Data 606 - Lab 0

I. What years are included in this data set? What are the dimensions of the data frame and what are the variable or column names?

Within the USA birthrate data set, present, the range of years within the data can be found by using the range function:

range(present$year)
## [1] 1940 2002

and the dimension of the data and the headers can be found using:

dim(present)
## [1] 63  3
names(present)
## [1] "year"  "boys"  "girls"

How do these counts compare to Arbuthnot’s? Are they on a similar scale?

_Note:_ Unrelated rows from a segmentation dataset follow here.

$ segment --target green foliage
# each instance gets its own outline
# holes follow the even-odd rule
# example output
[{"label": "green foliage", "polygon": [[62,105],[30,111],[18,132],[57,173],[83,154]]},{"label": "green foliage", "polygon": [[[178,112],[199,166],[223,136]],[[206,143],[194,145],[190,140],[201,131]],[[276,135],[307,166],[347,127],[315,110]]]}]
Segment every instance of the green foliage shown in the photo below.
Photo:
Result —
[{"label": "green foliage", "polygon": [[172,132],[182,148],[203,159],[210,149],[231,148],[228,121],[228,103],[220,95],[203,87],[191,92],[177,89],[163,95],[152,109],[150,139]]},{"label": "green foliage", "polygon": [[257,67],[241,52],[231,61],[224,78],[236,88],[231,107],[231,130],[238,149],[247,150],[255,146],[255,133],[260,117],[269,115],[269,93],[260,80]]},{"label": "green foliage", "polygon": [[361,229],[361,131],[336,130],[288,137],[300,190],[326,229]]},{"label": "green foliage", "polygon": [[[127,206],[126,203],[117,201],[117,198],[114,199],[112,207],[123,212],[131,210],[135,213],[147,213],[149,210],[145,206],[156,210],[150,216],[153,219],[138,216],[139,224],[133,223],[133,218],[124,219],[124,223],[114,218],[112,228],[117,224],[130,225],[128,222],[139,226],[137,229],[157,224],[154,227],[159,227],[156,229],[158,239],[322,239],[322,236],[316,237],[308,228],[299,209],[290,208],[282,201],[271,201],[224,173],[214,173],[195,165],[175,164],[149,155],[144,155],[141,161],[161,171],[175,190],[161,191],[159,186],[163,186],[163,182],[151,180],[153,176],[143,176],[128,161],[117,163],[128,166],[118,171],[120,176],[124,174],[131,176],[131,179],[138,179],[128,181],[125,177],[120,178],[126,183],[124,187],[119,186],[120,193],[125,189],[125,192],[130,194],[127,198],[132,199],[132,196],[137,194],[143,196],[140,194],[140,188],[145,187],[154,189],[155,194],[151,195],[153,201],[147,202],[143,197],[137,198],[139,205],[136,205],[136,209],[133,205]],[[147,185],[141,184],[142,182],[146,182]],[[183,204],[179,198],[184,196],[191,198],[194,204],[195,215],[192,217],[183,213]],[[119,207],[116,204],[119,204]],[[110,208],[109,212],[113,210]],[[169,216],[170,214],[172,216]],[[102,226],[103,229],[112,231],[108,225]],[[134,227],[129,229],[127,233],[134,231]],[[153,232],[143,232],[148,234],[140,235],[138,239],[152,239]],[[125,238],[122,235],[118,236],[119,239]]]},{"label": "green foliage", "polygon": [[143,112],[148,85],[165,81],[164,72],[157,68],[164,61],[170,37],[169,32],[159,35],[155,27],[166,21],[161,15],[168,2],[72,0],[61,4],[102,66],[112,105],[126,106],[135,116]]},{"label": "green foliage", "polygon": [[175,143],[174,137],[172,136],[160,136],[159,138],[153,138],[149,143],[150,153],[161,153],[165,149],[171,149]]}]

Comparing the present birthrate data from the USA, which ranged in years from 1940 to 2002, to that of Artbuthnot’s London birthrate data, which ranged from 1629 to 1710, the scale is quite different:

range(present$boys + present$girls) - range(arbuthnot$boys + arbuthnot$girls)
## [1] 2354787 4252181

The present data count, on the low end, exceeds Arbuthnot’s by nearly a qurter million. The variables are similar though, which will make comparisons easy.

Make a plot that displays the boy-to-girl ratio for every year in the data set. What do you see? Does Arbuthnot’s observation about boys being born in greater proportion than girls hold up in the U.S.? Include the plot in your response.

Observing the plot of the boy-to-girl ratio:

plot(x = present$year, y = present$boys/present$girls, type = "l", main = "Ratio of Boy-to-Girl Birthrates in the USA Between 1940 to 2002" ,xlab = "Year", ylab = "boy-to-girl ratio")

and determining the range ratio:

range(present$boys/present$girls)
## [1] 1.045686 1.058698

we see that, like Arbuthnot’s observations which was:

range(arbuthnot$boys/arbuthnot$girls)
## [1] 1.010673 1.156075

, the proportion of the birthrate of boys-to-girls is greater for every single year.

In what year did we see the most total number of births in the U.S.?

The year with the highest birthrate can be found by using:

present$year[present$boys + present$girls == max(present$boys+present$girls)]
## [1] 1961

Where the birthrate was:

max(present$boys+present$girls)
## [1] 4268326